Monday, May 19, 2008

The earliest known glass salver, or server as it was sometimes called, was modeled after silver. It was created in England to serve beer or liquids and the "tray" kept it from getting "the Carpit and Cloathes." In the 17th century they are often shown supporting one or more wine glasses.

The most popular style was the molded pedestal stem. After 1800 the edge of the foot is usually folded upwards & most had solid tops. The most spectacular role of the salver was in a dessert pyramid comprised of two to five salvers of graduated diameter set one upon the other to create a pyramid effect. Each layer bore an arrangement of glassware (syllabubs) filled with jellies, creams, & sweetmeats.

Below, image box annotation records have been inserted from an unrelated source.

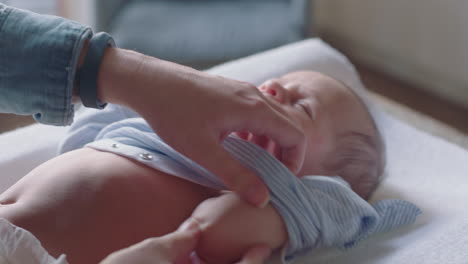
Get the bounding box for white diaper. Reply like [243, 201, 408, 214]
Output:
[0, 218, 68, 264]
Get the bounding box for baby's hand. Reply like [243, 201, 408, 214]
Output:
[192, 192, 287, 264]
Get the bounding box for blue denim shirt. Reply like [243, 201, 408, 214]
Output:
[0, 4, 92, 125]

The smallest salver at the top was usually crowned with a 'Top Glass' for preserved fruit. And you thought Martha designed that look????

Interestingly, these stands were first made in America in the 1770s in Philadelphia. South Boston Flint Glass Works listed the form among its products in 1818; their salvers ranged from 8-15 inches in diameter and cost from $1.67 to $6.00 each. The following year, the firm extended the range down to 6 and up to 17 inches.

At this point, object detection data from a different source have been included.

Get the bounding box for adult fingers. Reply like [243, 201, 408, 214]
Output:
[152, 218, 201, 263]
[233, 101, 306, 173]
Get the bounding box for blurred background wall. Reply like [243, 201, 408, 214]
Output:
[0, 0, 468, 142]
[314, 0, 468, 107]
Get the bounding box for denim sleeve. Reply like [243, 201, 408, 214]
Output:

In the 1800s these stands were in everyone's homes. it...even a stack of Twinkies would look good on them. I use them in my shop for display pedestals as you can see.


sita said...

I love the blue one! I love how you use them at your shop I find myself putting everything on mine too, thanks for sharing the info about them.

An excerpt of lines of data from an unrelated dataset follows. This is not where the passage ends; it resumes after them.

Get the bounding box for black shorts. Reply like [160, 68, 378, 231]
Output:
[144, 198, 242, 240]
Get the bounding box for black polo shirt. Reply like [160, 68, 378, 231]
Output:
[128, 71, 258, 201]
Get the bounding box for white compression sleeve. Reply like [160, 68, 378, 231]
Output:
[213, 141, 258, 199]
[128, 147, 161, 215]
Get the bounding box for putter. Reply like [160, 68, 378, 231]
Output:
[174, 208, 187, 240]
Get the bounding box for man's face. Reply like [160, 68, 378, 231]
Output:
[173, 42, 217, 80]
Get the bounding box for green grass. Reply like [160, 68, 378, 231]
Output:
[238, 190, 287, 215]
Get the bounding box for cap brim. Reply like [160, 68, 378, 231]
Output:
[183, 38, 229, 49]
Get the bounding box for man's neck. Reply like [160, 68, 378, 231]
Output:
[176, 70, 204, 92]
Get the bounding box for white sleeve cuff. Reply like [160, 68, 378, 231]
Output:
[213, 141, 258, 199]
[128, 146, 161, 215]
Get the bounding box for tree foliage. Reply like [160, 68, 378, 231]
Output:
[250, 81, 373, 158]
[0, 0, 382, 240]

Shabby in Pink Boutique said...

Oh How interesting! The blue and the middle pic with the clear glass are my favorite. Hope you have a beautiful day!
Pink Hugs,

Patricia said...

That's really interesting. Never knew that. Love the photos, you have some beauties there.


Anonymous said...


Thank you for the lesson on cake servers, who knew. I love learning new things. I love the cake plate too.


Love your music too!

gail said...

Hi Susan,, I dont know what it is about cake plates, but i love them. They are so pretty and can be used for so many things,,, thanks for sharing... pink hugs, gail

Inka Smith said...

I love cake plates. I use them all the time and not just for cake either. Sometimes I will put a vase of roses on them! Great info too. Thanks for sharing.

Unknown said...

Hi Susan,
Thank you for the information. I soak up information like a sponge. Aren't the whys and wherefores half the fun of antiquing and collecting? I have a collection of common cake plates (no pedestals).They come in so handy!
P.S. I prefer the blue one,
Theresa @ Cottage Violets

Carolyn Kocman said...

you are a wealth of information, professor...or should i say librarian?!

Marie said...

Boardwalk. BOARDWALK!! I love the Drifters. Thanks for the musical treat. AND the cake plates, or servers. That is really interesting. Thanks. ciao

Miniature Patisserie Chef said...

HI Susan,

I love cake stands/servers, as I collect them in miniature scale for my miniatures too! I love the blue one, it's so exquisite looking!

Pei Li

Sweet Necessi-Teas said...

Susan I learned some things I didn't know. Thanks for sharing this wealth of information. I love cake stands--they go so well with Tea!

Deb said...

Hi Susan....thank you for the informative blog post. I have a collection of at least 15 cake stands and it is nice to know some history about them.